환상상상속상 2021. 7. 3. 15:33

INTRODUCTION

1. 새로운 방법을 제안한다.

we propose an inductive matrix completion model without side information.

2. 기존의 방법들은 transductive한 방법을 사용했다. inductive하게 만들기 위해서 content를 사용하였다.

by factorizing the rating matrix into the product of low-dimensional latent embeddings of rows and columns, a majority of existing matrix completion methods are transductive, since the learned embedding cannot generalize to unseen rows/columns or to new matrices.

to make matrix completion inductive, most previous works use content( side information ), such as user's age or movie' title to make predictions

3. 기존 방법의 문제점: content(side information)을 추출하는 것은 어려울 수 있다.

however, high-quality content is not always available, and can be hard to extract.

4. 기존 방법의 문제점을 극복할 수 있는 방법은 없을까?

under the extreme setting where not any side information is available other than the matrix(rating matrix외에 다른 정보를 구할 수 없는) to complete, can we still learn an inductive matrix completion model?
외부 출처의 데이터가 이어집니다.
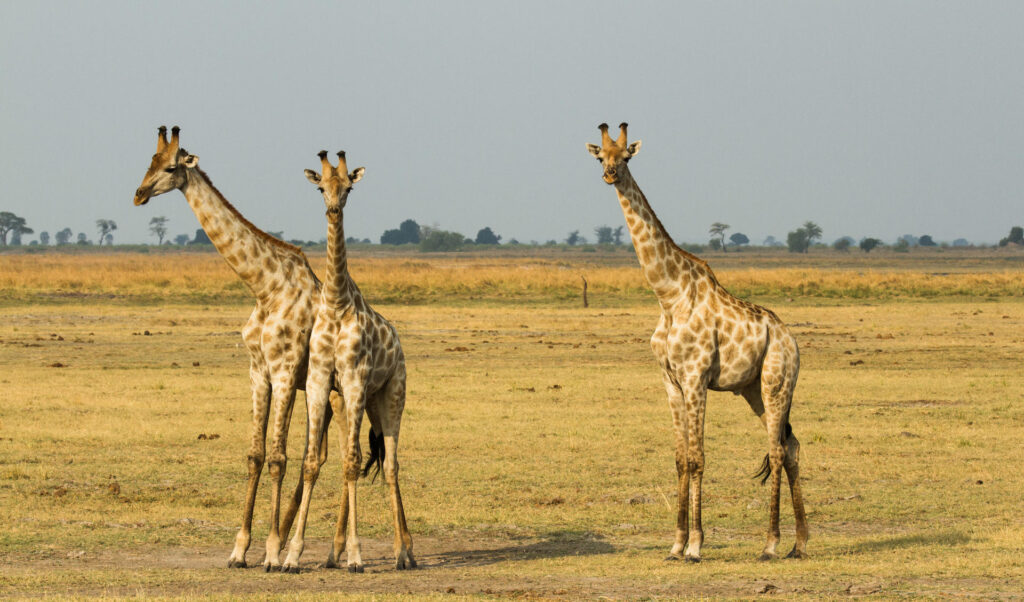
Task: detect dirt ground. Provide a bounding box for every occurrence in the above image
[6,534,1022,600]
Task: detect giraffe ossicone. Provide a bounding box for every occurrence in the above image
[284,151,416,572]
[587,123,808,562]
[134,126,330,570]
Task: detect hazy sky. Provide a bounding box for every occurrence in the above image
[0,0,1024,243]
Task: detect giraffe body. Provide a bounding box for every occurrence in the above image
[284,152,416,572]
[587,124,807,562]
[134,127,330,569]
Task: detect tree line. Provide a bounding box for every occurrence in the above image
[0,211,1024,253]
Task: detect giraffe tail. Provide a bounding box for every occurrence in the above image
[362,429,384,482]
[754,422,793,485]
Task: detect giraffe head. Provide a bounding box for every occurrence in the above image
[135,126,199,205]
[305,151,367,214]
[587,123,640,184]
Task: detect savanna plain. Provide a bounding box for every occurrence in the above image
[0,248,1024,599]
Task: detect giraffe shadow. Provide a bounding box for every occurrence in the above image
[841,531,971,554]
[421,531,615,568]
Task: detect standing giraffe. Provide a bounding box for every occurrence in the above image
[135,126,330,570]
[284,151,416,572]
[587,123,807,562]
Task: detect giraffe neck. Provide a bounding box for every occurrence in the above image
[181,168,301,300]
[323,211,358,308]
[615,165,707,309]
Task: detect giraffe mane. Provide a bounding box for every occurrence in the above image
[196,166,306,259]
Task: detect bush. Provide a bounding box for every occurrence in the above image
[420,230,466,253]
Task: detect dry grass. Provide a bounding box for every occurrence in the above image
[0,250,1024,307]
[0,248,1024,599]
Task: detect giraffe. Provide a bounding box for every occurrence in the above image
[587,123,807,562]
[283,151,416,572]
[134,126,330,570]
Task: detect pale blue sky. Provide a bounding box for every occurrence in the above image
[0,0,1024,242]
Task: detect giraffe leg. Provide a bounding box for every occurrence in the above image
[263,374,295,571]
[282,364,332,573]
[761,416,785,560]
[662,373,690,560]
[325,391,348,568]
[683,378,708,562]
[784,430,807,558]
[279,393,333,543]
[343,382,366,572]
[227,362,270,568]
[760,362,799,560]
[368,364,416,570]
5. 새로운 해결 방법을 이 논문에서 제안한다.

in this paper, we propose an inductive graph-based matrix completion model to address this problem.

6. 새로운 해결 방법 IGMC 설명

IGMC trains gnn based on purely on 1-hop subgraphs around pairs (u,v) generated from the rating matrix and maps these subgraphs to their corresponding ratings.

7. 기존의 방법과 성능 비교

it achieves highly competitive performace with sota transductive baselines. in addition this model is inductive. it can generalize to users/items unseen during the training, and can even trans-fer to new tasks. our transfer learning experiments show that a model trained out of movielens dataset can be directly used to predict douban movie ratings with surprisingly good performance.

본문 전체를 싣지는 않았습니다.